Italy’s reported decision to not renew its participation in China’s Belt and Road Initiative when the current agreement ends in 2024 is the latest sign of how heightened geopolitical polarisation in recent years is adversely impacting Beijing’s relations with the West. It is tempting for India to feel vindicated about the struggles of the BRI, a planned network of Chinese-financed highways, ports and rail lines connecting Asia, Europe and Africa, that New Delhi has opposed from the start. Yet, the true test for India and its partners in the West and elsewhere will lie in building a formidable alternative to China’s global infrastructure ambitions. So far, there is little evidence that New Delhi has found a formula that can allow it to overcome its own challenges in this arena.
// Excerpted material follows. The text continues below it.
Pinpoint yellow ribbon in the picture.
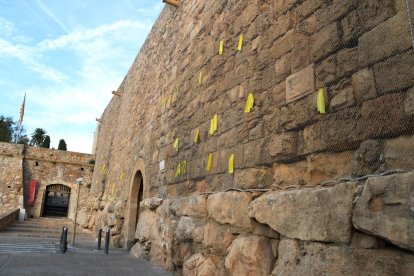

The BRI, first announced by the Chinese president, Xi Jinping, a decade ago, has faced three major criticisms. The United States of America has viewed the initiative as China’s way of influencing key political and economic decisions of member states. Since the Donald Trump presidency, the US has put pressure on all its allies to decouple from China on economic and technology-related issues. A second criticism has focused on the indebtedness that many small, developing nations face after taking large loans they are unable to repay, leaving them vulnerable to Beijing’s political pressure. Finally, some nations have questioned whether joining the BRI brings real trade and investment benefits.

Italy’s decision to withdraw from the initiative appears rooted in a combination of the first and third factors. Especially since the start of Russia’s war on Ukraine, the West has largely accepted US policy prescriptions. Non-BRI nations in Europe have seen greater Chinese investment in recent years than Italy has. But the geopolitical risks that have hobbled the BRI have adversely affected infrastructure projects pushed by India too. The future of the India-Middle East-Europe Economic Corridor, announced in September, is now unclear amid Israel’s war on Gaza; the International North-South Transport Corridor to connect India and Europe via Iran, Russia and Central Asia remains in limbo: the West’s sanctions against Tehran and Moscow’s bonhomie with Beijing are irritants for New Delhi. Meanwhile, China’s vast economic incentives remain attractive to other nations: Rome has said it still wants warm ties with Beijing. Unless India and the West can deliver a different outreach model, they will not gain from China’s stumbles. In a deeply divided world, they have their task cut out.